Beğenilmek uğruna, Allah’a isyan ettiğimiz oluyor mu?

İhlasın özü bir işi Allah rızası için yapmaktır. İnsanın duyguları çeşitli olduğu için beklentileri de çeşitlidir. Belki onlarca beklentisini bir kenara iterek yalnız ve yalnız Allah rızası için ibadet edecek.

Allah’a kul olmak isteyen Müslüman, şartlar ne olursa olsun Allah’a itaat edecektir. Yapması gereken işin gelir-giderini, zarar-faydasını hesap etmeyecek, “Allah böyle emretti, ben de böyle yapacağım! Gerisi ne olursa olsun.” diyecektir. İşte böyle düşünülürse, her Müslüman bulunduğu yerde tuba ağacı olur. Meyveleriyle, yani Allah için attığı her adımla bulunduğu ortamda herkese örnek olur, İslamiyet’i sevdirir. İslamiyet’e ayna tutabilmek ve İslam’ı temsil edebilmek en yüce mertebedir.

Zerre kadar ihlaslı amel, batmanlarla ihlassız amelden üstündür. Fethullah Gülen Hocamın buyurduğu gibi; “Amel bir cesetse, ihlas onun ruhudur.” Yani ihlasla yapılmayan amelin bir kıymeti yoktur…

İhlasla yapılan her iş devam eder, bereketli olur. Bu şuurla çalışan insan yorgunluk, bıkkınlık hissetmez. Hissetse de o badireleri atlatır. Çevresindekilere küsmez, beklentilerini sıfırlar ve kendini reklam etme sevdasına düşmez. Şimdiye kadar pek çok kişiyle müşterek çalışmalarım oldu. Münakaşa ve ihtilaflara en çok sebebiyet verenlerin, kendini göstermek sevdasına düşenlerin sivrilmeleri olduğunu gördüm. Bir arkadaşa, “Şu işi şöyle yapsan daha iyi olur.” dediğimizde bile canı sıkılıyor, “Ben biliyorum!” diyor. Çünkü insanda kendini beğendirme, üstün olduğunu gösterme, insanları yönetme duygusu vardır. Belki uzun tecrübelerin ve kemalatın sonunda bu halden vazgeçebilir…

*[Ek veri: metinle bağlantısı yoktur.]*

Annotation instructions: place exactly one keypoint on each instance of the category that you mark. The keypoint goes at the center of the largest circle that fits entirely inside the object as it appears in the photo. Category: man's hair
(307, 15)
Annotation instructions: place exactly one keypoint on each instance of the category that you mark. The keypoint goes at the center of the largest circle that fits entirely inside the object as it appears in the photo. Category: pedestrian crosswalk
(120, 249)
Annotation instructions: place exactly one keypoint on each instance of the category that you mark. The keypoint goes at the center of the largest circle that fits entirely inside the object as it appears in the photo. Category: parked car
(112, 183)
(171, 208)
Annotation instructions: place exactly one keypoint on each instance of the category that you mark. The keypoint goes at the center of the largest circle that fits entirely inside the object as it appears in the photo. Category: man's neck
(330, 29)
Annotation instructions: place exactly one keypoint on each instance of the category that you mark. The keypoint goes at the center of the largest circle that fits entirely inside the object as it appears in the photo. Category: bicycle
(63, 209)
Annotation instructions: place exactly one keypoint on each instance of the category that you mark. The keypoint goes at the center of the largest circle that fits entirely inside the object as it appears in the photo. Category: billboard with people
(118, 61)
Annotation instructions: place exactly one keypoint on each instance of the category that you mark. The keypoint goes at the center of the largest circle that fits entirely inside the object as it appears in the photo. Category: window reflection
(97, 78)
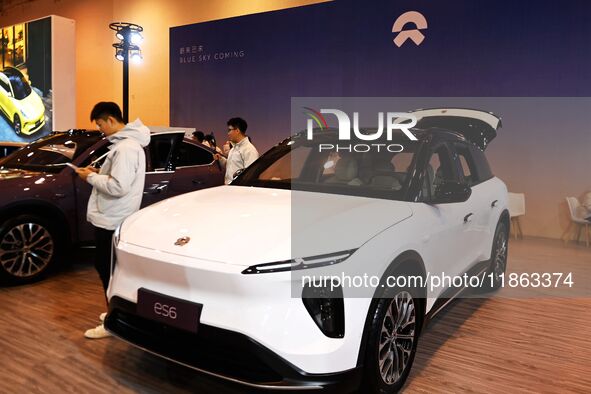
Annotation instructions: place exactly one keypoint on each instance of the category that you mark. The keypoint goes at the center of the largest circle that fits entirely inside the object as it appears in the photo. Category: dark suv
(43, 202)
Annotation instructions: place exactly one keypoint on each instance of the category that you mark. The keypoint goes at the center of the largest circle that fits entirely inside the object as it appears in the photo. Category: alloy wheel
(397, 337)
(500, 262)
(26, 249)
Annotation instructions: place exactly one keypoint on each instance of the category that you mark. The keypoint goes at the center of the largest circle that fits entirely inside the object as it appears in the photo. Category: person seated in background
(210, 142)
(587, 205)
(199, 136)
(242, 154)
(226, 148)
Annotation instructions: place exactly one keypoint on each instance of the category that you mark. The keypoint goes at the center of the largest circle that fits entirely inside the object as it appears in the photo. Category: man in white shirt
(242, 154)
(117, 189)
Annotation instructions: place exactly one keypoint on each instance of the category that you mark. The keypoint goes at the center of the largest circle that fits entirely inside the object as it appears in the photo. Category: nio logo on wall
(412, 18)
(394, 121)
(197, 54)
(182, 241)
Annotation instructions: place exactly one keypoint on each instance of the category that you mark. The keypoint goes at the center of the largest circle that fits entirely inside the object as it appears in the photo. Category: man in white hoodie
(117, 188)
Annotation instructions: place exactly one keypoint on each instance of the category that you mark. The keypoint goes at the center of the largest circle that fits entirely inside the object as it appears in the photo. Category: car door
(446, 233)
(195, 169)
(479, 205)
(160, 169)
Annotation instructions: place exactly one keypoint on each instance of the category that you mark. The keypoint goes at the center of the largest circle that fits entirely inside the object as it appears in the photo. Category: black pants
(102, 259)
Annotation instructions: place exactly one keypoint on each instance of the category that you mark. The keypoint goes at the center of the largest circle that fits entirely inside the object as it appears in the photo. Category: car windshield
(378, 169)
(51, 153)
(20, 88)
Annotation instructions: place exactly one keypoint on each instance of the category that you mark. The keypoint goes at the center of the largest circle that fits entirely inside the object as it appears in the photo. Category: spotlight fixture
(136, 57)
(136, 38)
(129, 36)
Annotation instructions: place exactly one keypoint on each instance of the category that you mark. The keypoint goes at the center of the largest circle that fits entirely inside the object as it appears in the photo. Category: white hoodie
(118, 187)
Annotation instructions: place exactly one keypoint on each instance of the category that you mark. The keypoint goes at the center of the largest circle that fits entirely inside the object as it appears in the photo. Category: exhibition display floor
(495, 345)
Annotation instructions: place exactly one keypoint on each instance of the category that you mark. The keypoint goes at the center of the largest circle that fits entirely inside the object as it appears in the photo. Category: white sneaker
(97, 333)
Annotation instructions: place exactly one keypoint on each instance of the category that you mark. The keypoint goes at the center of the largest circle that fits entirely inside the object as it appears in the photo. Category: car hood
(246, 225)
(13, 173)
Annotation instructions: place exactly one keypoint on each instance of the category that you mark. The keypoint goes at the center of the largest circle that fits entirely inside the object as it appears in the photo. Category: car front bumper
(221, 353)
(259, 307)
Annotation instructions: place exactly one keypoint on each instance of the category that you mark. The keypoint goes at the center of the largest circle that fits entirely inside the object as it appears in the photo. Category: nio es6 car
(43, 201)
(20, 103)
(248, 302)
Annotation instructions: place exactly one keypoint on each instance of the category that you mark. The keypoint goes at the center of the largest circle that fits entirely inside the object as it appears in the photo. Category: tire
(28, 249)
(17, 125)
(498, 258)
(392, 340)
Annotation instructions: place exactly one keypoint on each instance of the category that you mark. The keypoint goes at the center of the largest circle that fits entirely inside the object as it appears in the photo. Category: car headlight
(326, 307)
(26, 114)
(300, 263)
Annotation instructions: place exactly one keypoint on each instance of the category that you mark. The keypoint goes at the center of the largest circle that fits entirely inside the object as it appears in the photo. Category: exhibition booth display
(377, 123)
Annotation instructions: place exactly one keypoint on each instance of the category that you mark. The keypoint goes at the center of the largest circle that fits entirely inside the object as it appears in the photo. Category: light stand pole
(126, 86)
(129, 35)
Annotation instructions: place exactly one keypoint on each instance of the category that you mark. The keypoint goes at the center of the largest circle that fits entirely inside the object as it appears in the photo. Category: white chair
(516, 209)
(577, 217)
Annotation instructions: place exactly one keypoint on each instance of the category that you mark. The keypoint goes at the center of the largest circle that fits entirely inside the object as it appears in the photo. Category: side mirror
(240, 171)
(451, 192)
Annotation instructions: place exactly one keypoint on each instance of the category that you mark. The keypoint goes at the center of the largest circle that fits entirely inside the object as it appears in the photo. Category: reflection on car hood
(247, 225)
(12, 173)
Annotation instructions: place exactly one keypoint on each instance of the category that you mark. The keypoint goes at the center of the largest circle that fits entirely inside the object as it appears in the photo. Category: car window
(311, 165)
(53, 152)
(160, 152)
(466, 164)
(439, 169)
(481, 163)
(288, 167)
(193, 155)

İnsanların ekserisi beğenilmek ister. Bunun için herkesin hoşuna gidecek şeyler yaparlar. Mesela modaya uyup kendini halka beğendirmeye uğraşır. Halk, Hakk’a isyan etmişse, o da bu isyana katılır. Hem Allah der, hem de beğenilmek uğruna Allah’a isyan eder. O’nun emirlerini dinlemez, cemiyetin isteklerine ayak uydurmaya çalışır. Çoğu kere evler, halkın istediği gibi döşenir. Komşuda, akrabada olan eşyalara imrenilir. İhtiyaç olanı değil, süs eşyasını almak için olur olmaz borçlara girilir. Bazen din feda edilir; karşılığında mal-mülk alınır. Bunun tek sebebi, kendini beğendirmektir…

Sokaklar, kendini beğendirmek isteyen insanlarla doludur… Kıymetsiz kişilere, kendimizi beğendirmek isteriz. Takdir ve tebriklerinden memnun oluruz. Alkışlarını en büyük hediye olarak kabul ederiz. Başkalarının onayını alınca, dünyalar bizim olur. Fakat “Allah bu halime ne diyor, Allah bu halimden memnun mu?” Bunu çok kere düşünmeyiz…

Şimdi şu yaşımda düşünüyorum da; 80 senelik ömrümde Allah için bir şey yaptımsa o bana yeter. Yapmadımsa, kimi memnun etmeye uğraştıysam onu da memnun edemeden ahirete gideceğim… Çünkü mesele çok net; Peygamber Efendimiz (sas) buyurmuş ki: “Ameller (başka değil) ancak niyetlere göredir; herkesin niyeti ne ise eline geçecek odur.”